Wednesday, November 7, 2012

"It's Not You, It's Me"

Our reading of this book comes at a particularly convenient time for me: I recently finished writing a short story in second person, present tense for a Creative Writing class. Having done so, I was able to compare my motives for writing my story in this style (and the effects I hoped it would have on readers) with Fuentes' possible motives (and the effects of his style on me as a reader).

I suppose I made my decision about my story driven by a subconscious desire to "collapse the distance" between my protagonist and the reader--namely by making protagonist the reader with the use of "you." A first-person "I" may be personal and close in an emotional sense, but the "I" is clearly another being, another consciousness whose perceptions the reader must trust. A third-person omniscient narrator may earn a reader's trust, but he/she remains emotionally distant. When the primary voice, the primary consciousness in a story is "you," we are driven by an overwhelming tendency to trust what appears to be our own perceptions. We gain no information before or after the protagonist, because we are living the narrative here, now, in the present. We must learn about this world in which we have been placed as though we are infants making first use of our senses. It's a fragile world--we might discover our senses have deceived us, and everything will come apart.

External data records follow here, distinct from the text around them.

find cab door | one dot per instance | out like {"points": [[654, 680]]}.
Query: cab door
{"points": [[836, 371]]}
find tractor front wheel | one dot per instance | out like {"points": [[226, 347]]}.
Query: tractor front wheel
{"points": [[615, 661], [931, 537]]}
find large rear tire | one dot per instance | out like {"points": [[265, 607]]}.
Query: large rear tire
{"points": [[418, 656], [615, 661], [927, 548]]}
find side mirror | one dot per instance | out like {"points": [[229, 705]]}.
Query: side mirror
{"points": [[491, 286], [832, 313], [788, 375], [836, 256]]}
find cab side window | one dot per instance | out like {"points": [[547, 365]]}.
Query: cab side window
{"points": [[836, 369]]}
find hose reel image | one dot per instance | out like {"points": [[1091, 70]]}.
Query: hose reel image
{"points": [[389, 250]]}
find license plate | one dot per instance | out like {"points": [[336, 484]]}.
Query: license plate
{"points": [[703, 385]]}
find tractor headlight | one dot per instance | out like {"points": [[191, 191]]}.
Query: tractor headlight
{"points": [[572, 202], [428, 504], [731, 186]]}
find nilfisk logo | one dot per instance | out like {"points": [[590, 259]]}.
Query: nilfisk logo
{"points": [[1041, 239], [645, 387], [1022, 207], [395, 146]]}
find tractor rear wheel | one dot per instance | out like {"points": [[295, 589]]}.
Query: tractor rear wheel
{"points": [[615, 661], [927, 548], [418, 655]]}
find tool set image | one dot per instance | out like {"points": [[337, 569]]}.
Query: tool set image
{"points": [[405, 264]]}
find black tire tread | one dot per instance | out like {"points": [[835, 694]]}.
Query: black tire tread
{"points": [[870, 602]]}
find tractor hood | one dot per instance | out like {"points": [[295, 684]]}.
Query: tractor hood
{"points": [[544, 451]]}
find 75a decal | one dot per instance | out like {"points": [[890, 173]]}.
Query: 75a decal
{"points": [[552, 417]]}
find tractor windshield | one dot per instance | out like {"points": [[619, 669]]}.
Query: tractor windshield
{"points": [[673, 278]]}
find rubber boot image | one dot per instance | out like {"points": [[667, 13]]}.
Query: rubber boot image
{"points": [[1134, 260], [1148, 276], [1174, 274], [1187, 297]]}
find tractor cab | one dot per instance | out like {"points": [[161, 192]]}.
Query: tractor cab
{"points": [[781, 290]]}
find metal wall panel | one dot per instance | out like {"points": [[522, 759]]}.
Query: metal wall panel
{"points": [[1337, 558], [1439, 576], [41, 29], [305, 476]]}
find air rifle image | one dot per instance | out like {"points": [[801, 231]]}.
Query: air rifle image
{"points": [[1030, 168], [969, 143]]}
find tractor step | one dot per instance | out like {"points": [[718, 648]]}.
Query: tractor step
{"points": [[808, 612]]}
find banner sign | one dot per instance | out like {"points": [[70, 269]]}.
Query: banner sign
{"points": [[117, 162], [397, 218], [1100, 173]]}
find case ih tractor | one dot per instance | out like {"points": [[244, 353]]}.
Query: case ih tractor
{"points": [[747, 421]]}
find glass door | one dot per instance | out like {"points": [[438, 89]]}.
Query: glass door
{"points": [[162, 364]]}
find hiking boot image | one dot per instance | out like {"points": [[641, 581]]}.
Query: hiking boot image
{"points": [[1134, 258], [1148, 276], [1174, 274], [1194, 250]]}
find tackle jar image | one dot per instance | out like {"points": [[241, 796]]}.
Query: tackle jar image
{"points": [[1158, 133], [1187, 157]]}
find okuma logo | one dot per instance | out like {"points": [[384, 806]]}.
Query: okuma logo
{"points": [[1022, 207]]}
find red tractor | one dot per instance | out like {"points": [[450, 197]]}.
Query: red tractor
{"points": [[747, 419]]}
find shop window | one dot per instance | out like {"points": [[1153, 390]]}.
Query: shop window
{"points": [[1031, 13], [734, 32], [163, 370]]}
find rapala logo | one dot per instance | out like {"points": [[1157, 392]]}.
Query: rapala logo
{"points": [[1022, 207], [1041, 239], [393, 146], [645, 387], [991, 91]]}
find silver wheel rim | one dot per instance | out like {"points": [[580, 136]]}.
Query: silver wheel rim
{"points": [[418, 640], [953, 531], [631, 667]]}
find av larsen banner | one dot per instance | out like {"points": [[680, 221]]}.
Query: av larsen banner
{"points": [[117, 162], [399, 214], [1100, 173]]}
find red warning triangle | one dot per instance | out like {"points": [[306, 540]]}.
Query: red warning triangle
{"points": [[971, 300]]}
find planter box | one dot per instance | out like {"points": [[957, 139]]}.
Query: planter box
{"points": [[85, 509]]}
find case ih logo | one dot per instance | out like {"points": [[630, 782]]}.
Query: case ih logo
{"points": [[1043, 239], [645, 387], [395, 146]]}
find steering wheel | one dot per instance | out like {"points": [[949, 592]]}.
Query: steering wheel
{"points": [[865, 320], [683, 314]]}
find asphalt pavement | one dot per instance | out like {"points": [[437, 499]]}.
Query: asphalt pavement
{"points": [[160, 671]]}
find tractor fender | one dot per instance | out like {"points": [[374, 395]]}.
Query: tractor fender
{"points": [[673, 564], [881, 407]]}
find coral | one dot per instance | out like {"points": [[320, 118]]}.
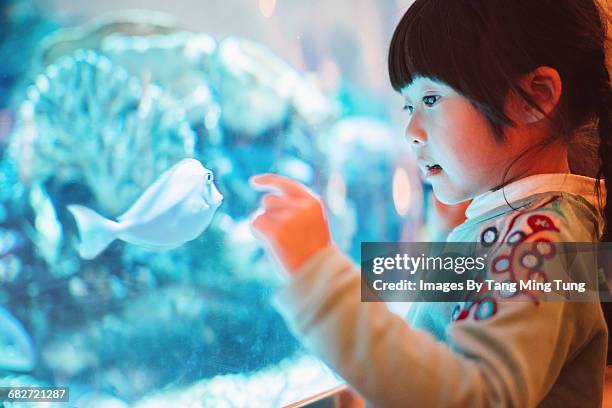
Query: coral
{"points": [[86, 120]]}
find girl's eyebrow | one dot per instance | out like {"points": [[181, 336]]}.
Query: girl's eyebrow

Now a note about tone: for me, the use of the second person imbues a story with an inexplicable creepiness. It's almost like being in a dream--where you can't seem to control what you're doing, but you sense yourself doing it anyway. Somewhat paradoxically, I don't feel in control when I read a second-person story, even though the writer has pretty much invited me into it. Maybe it's because I'm more comfortable as a spectator...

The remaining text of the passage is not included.